According to the index, countries with an overall score of 90 or more are making excellent progress, while those scoring 59 or less are making very poor headway on achieving the goals. The average overall score for the 129 countries in the index – home to 95 percent of the world’s women and girls – was 65.7, considered a poor result in the scoring system. Sri Lanka scored 62.1, which points to some of the achievements of the country such as universal access to education. However, only 21 countries achieved marks of 80 or above, with the top country, Denmark, achieving 89.3. Women’s under representation in Parliament, the gender pay gap and gender-based violence were among the areas all countries were struggling to tackle.

More than half of the countries scored poorly on efforts to achieve SDG 5, the goal to end gender inequality and empower women. The goal contains specific targets to eliminate all forms of violence against women and girls, end female genital mutilation and child marriage, ensure universal access to sexual and reproductive healthcare, and uphold women’s reproductive rights.

Speaking at Women Deliver, Alison Holder, Director, Equal Measures 2030, said: “I don’t see many countries taking the ambitious action needed to tackle these problems. Even among the best scoring countries there are still massive problems when it comes to female empowerment.”

Also at the Conference, the Population Council, a gender equity research group, released findings from a multi-country study showing that girls who have babies in their teens are less likely to be paid for their work than women who didn’t. The study, prepared for the Conference, of 600 million women aged 20 to 49, from 43 low- and middle-income countries found teen mothers, aged 20 to 24, are 1.2 times more likely to work than their peers.

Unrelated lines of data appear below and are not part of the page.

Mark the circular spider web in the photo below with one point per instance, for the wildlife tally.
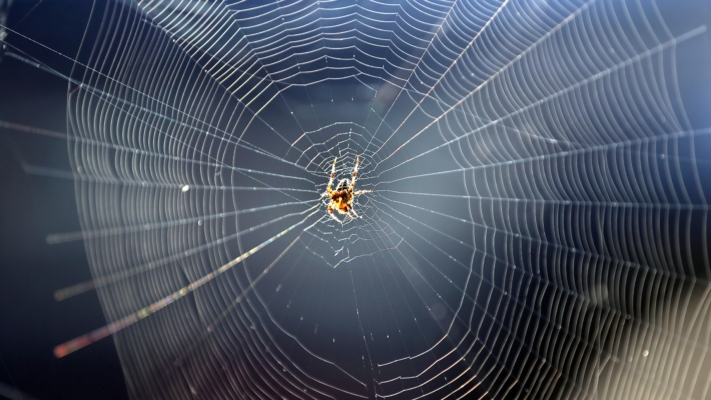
(537, 226)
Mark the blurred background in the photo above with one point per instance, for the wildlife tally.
(35, 203)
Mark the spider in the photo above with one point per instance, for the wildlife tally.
(342, 198)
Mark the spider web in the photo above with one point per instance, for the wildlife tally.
(537, 225)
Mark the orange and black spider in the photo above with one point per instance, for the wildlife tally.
(342, 198)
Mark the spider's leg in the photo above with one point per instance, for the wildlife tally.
(333, 175)
(355, 172)
(330, 211)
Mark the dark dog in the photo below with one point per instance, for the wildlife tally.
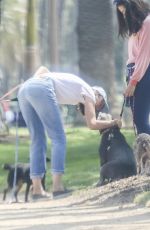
(22, 176)
(116, 157)
(142, 153)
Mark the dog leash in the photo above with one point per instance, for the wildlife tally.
(122, 109)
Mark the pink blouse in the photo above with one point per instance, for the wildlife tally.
(139, 51)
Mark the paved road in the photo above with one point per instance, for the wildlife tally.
(65, 215)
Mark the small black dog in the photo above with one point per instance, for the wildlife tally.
(22, 176)
(116, 157)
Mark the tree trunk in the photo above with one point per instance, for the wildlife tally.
(31, 57)
(96, 44)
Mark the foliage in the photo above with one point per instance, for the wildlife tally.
(142, 198)
(82, 162)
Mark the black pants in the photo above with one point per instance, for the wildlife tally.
(140, 104)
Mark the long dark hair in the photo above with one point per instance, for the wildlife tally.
(136, 12)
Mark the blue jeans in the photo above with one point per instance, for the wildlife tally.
(41, 113)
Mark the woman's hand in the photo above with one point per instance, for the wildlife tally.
(129, 90)
(117, 122)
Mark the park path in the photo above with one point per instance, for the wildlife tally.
(66, 214)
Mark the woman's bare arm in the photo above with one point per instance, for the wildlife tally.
(41, 71)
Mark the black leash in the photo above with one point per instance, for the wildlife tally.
(122, 109)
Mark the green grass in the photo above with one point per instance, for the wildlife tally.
(82, 160)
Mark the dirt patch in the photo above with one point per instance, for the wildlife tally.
(115, 193)
(107, 207)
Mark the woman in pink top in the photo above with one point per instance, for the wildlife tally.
(134, 23)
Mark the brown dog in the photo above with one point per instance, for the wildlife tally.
(142, 153)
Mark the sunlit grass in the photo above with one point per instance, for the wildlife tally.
(82, 159)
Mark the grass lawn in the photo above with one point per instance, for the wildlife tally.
(82, 162)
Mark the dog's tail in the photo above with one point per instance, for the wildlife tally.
(7, 166)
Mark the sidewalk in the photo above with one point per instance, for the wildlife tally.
(64, 214)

But “across all age groups, working women who had a child during adolescence are less likely to be paid for their work than women who did not have a child during adolescence,” according to the report. It found that women who have a child before age 18 are set back economically for the rest of their lives. More than half of all women in a majority of the countries studied, worked with employment rates being the lowest among 20- to 24-year-olds and increases steadily with age. In some countries, women’s employment levelled off after age 40.

These findings offer food for thought for governments, lawmakers, civil society groups and women’s groups all over the world. With 2030 just 11 years away, it seems unlikely that all these problems would be solved by then.

But a start can be made right now to lay the foundation to achieve these goals at least by 2040. More resources must be allocated for women’s empowerment, though it is also a matter of political and social will. If more countries can muster that courage, the SDG goals will be within reach.